Komisi I Dukung Kapolri Larang Media Siarkan Polisi Arogan: Harus Dijaga Wibawanya

Bobby menilai semua pihak harus mendukung upaya reformasi polisi menjadi humanis dan tidak mendukung cara kekerasan.

oleh Delvira Hutabarat diperbarui 06 Apr 2021, 12:54 WIB
Seorang wartawan membentangkan poster saat aksi solidaritas tolak kekerasan terhadap jurnalis di Bundaran HI, Jakarta, Jumat (14/11/2014). (Liputan6.com/Johan Tallo)

Liputan6.com, Jakarta Kapolri Jenderal Listyo Sigit Prabowo mengeluarkan pedoman peliputan media. Salah satunya larangan menyiarkan aksi polisi arogan. Larangan itu disebarkan melalui Surat Telegram.

Anggota Dewan Pers Agus Sudibyo menilai, Kapolri tidak perlu menerbitkan larangan yang termaktub dalam Surat Telegram bernomor ST/750/IV/HUM.3.4.5./2021. Sebab, menurut dia, teknis mekanis media telah diatur oleh kode etik.

“Liputan media sudah diatur dalam kode etik jurnalistik dan Undang-undang Pers,” kata Agus pada Liputan6.com, Selasa (6/4/2021).

Agus menilai, polisi bisa merujuk ke kode etikd an UU Pers tanpa perlu ada aturan baru. "Semestinya polisi merujuk pada keduanya sudah cukup,"ucapnya.

Surat tersebut tertanggal 5 April 2021, dari Kapolri dan ditujukan kepada para Kapolda yang membawahi para Kepala Bidang Humas. Surat ditandatangani Kadiv Humas Polri Irjen Argo Yuwono.

Kepala Biro Penerangan Masyarakat Polri Brigjen Polisi Rusdi Hartono membenarkan mengenai edaran internal tersebut. Alasannya adalah untuk kepentingan kinerja kepolisian di wilayah.

"Pertimbangannya agar kinerja Polri di kewilayahan semakin baik," kata Rusdi melalui pesan singkat, Selasa (6/4/2021).

Saksikan Video Terkait Berikut Ini:


Perlu Dijaga Kewibawaanya

Anggota Komisi I DPR Bobby Rizaldy mendukung larangan Kapolri tersebut. Alasannya, sebagai penegak hukum, Polri harus dijaga wibawanya.

"Jangan karena ada oknum segelintir, disiarkan secara luas, rentan bisa mendiskreditkan institusi negara ini," kata Bobby saat dikonfirmasi, Selasa (6/4/2021).

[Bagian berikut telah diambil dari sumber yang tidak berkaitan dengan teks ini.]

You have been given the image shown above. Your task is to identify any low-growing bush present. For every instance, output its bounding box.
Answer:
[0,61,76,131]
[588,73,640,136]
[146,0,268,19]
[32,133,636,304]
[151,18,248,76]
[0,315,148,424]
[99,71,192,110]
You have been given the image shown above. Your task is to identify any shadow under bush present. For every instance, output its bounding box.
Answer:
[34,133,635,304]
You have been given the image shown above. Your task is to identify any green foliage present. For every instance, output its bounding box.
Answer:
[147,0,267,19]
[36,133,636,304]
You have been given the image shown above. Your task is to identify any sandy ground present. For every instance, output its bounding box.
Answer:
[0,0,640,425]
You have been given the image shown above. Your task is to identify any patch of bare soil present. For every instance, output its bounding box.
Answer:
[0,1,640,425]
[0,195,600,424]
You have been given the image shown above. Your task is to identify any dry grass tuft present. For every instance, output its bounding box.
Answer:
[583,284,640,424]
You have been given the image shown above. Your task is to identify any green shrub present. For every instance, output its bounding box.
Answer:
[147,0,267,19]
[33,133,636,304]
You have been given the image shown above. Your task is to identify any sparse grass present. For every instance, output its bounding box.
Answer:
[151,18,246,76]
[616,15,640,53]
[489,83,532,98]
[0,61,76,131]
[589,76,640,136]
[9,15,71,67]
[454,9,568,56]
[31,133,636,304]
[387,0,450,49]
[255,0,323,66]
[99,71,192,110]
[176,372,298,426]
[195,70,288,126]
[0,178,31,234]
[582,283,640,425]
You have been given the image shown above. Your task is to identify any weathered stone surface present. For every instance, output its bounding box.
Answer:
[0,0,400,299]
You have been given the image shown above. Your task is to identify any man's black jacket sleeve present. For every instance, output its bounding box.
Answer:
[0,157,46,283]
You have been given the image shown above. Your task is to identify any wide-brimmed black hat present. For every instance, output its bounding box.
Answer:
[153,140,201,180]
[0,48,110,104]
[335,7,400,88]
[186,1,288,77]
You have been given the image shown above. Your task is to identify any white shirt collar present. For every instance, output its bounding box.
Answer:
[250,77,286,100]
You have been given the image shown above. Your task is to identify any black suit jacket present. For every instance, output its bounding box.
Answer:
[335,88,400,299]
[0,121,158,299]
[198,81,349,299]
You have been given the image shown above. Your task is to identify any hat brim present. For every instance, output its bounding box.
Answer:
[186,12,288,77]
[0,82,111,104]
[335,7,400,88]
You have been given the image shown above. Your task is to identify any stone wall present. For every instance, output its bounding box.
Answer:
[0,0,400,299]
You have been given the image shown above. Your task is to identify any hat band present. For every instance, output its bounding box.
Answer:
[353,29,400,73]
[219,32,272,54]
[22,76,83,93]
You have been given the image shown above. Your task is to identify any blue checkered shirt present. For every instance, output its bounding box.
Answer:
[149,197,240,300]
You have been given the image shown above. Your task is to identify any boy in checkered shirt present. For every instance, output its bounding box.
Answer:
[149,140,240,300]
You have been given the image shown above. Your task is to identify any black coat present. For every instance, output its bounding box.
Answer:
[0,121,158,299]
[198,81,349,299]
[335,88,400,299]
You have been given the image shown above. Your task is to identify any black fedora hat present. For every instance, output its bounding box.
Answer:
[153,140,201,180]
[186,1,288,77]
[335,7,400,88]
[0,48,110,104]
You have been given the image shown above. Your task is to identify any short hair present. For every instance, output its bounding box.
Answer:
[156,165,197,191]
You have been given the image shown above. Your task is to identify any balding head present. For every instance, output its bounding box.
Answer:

Bobby menilai semua pihak harus mendukung upaya reformasi polisi menjadi humanis dan tidak mendukung cara kekerasan.

“Kapolri sendiri sudah melakukan upaya reformasi polisi yang humanis, ini yang perlu didukung. Biarlah bila ada yang arogan, bisa dilaporkan langsung ke inspektorat internal polisi, tidak perlu di broadcast/siarkan secara luas,” ucapnya.

11 Poin Pedoman Peliputan Polri:

Pertama, media dilarang menyiarkan upaya/tindakan kepolisian yang menampilkan arogansi dan kekerasan, diimbau untuk menanyangkan kegiatan kepolisian yang tegas namun humanis.

Kedua, tidak menyajikan rekaman proses interogasi kepolisian dan penyidik terhadap tersangka tindak pidana.

Ketiga, tidak menayangkan secara terperinci rekonstruksi yang dilakukan oleh kepolisian

Keempat, tidak memberitakan secara terperinci reka ulang kejahatan meskipun bersumber dari pejabat kepolisian yang berwenang dan/atau fakta pengadilan

Kelima, tidak menayangkan reka ulang pemerkosaan dan/atau kejahatan seksual.

Keenam, menyamarkan gambar wajah dan identitas korban, kejahatan seksualdan keluarga, serta orangtua diduga pelaku kejahatan seksual dan keluarganya.

Ketujuh, menyamarkan gambar wajah dan identitas pelaku, korban dan keluarga pelaku kejahatan yang pelaku maupun korbannya yaitu anak di bawah umur. 

 


Poin Delapan-Sebelas

Kedelapan, tidak menayangkan secara eksplisit dan terperinci adegan dan/atau reka ulang buuh diri serta menyampaikan identitas pelaku.

Sembilan, tidak menayangkan adegan tawuran atau perkelahian secara detail dan berulang-ulang.

Sepuluh, dalam upaya penangkapan pelaku kejahatan agar tidak membawa media, tidak boleh disiarkan secara live, dokumentasi dilakukan oleh personel Polri yang berkompeten.

Sebelas, tidak menampilkan gambaran eksplisit dan terperinci tentang cara membuat dan mengaftikan bahan peledak.